# Path Consistency (K-consistency)

**Path Consistency (K-Consistency)**: Given that arc consistency is not enough to eliminate the need for backtracking, is there another stronger degree of consistency that may eliminate the need for search? The above example shows that if one extends the consistency test to two or more arcs, more inconsistent values can be removed.

A graph is K-consistent if the following is true: Choose values of any K-1 variables that satisfy all the constraints among these variables and choose any Kth variable. Then there exists a value for this Kth variable that satisfies all the constraints among these K variables. A graph is strongly K-consistent if it is J-consistent for all J<=K.

Node consistency discussed earlier is equivalent to strong 1-consistency and arc-consistency is equivalent to strong 2-consistency (arc-consistency is usually assumed to include node-consistency as well). Algorithms exist for making a constraint graph strongly K-consistent for K>2 but in practice they are rarely used because of efficiency issues. The exception is the algorithm for making a constraint graph strongly 3-consistent that is usually refered as path consistency. Nevertheless, even this algorithm is too hungry and a weak form of path consistency was introduced.

A node representing variable Vi is restricted path consistent if it is arc-consistent, i.e., all arcs from this node are arc-consistent, and the following is true: For every value a in the domain Di of the variable Vi that has just one supporting value b from the domain of incidental variable Vj there exists a value c in the domain of other incidental variable Vk such that (a,c) is permitted by the binary constraint between Vi and Vk, and (c,b) is permitted by the binary constraint between Vk and Vj.

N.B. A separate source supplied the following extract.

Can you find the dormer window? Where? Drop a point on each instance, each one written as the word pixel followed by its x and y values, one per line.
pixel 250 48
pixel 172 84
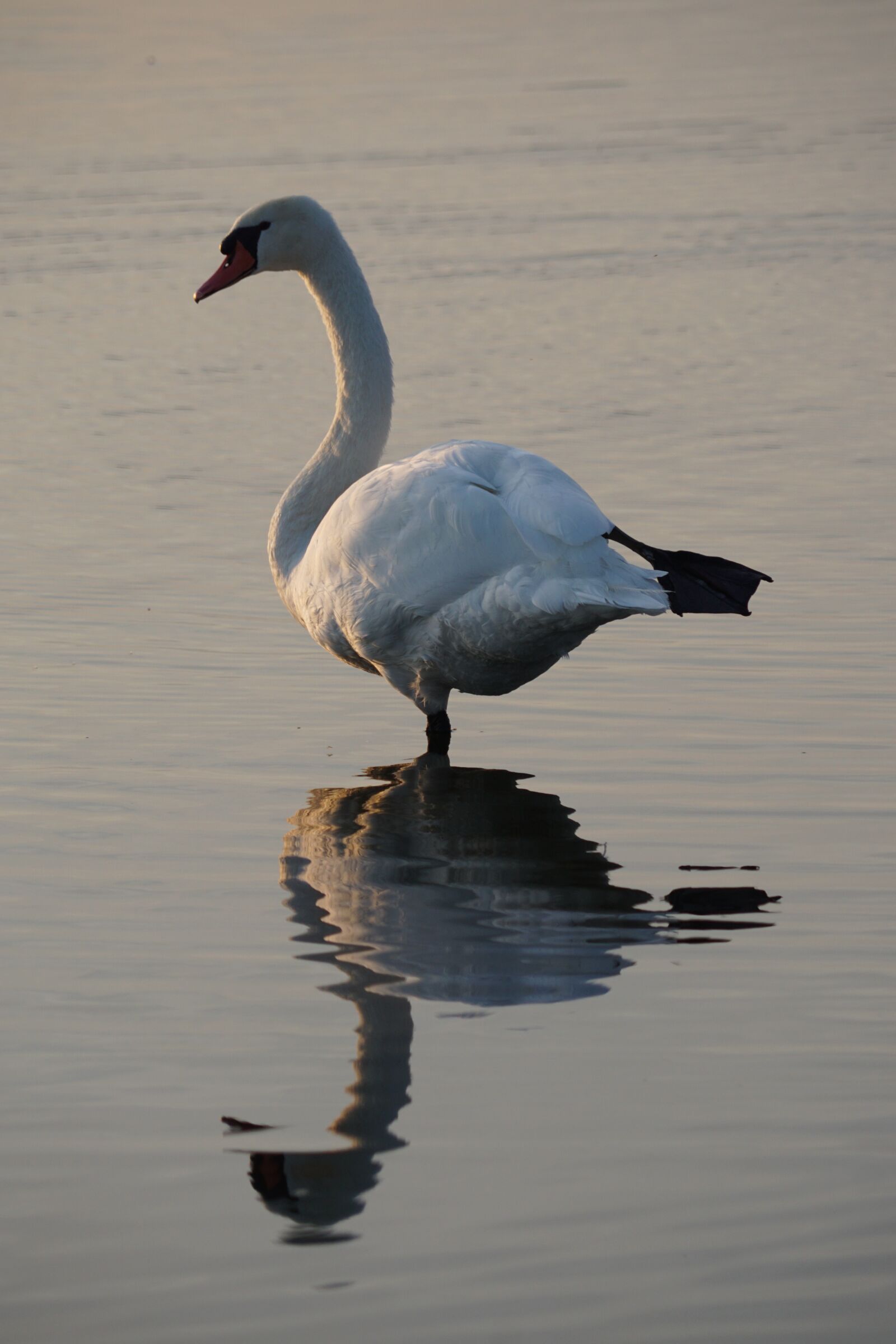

The algorithm for making graph restricted path consistent can be naturally based on AC-4 algorithm that counts the number of supporting values. Although this algorithm removes more inconsistent values than any arc-consistency algorithm it does not eliminate the need for search in general. Clearly, if a constraint graph containing n nodes is strongly n-consistent, then a solution to the CSP can be found without any search. But the worst-case complexity of the algorithm for obtaining n-consistency in a n-node constraint graph is also exponential. If the graph is (strongly) K-consistent for K<n, then in general, backtracking cannot be avoided, i.e., there still exist inconsistent values.

**Forward Checking**: Forward checking is the easiest way to prevent future conflicts. Instead of performing arc consistency to the instantiated variables, it performs restricted form of arc consistency to the not yet instantiated variables. We speak about restricted arc consistency because forward checking checks only the constraints between the current variable and the future variables. When a value is assigned to the current variable, any value in the domain of a "future" variable which conflicts with this assignment is (temporarily) removed from the domain. The advantage of this is that if the domain of a future variable becomes empty, it is known immediately that the current partial solution is inconsistent. Forward checking therefore allows branches of the search tree that will lead to failure to be pruned earlier than with simple backtracking. Note that whenever a new variable is considered, all its remaining values are guaranteed to be consistent with the past variables, so the checking an assignment against the past assignments is no longer necessary.

Forward checking detects the inconsistency earlier than simple backtracking and thus it allows branches of the search tree that will lead to failure to be pruned earlier than with simple backtracking. This reduces the search tree and (hopefully) the overall amount of work done. But it should be noted that forward checking does more work when each assignment is added to the current partial solution.

Forward checking is almost always a much better choice than simple backtracking.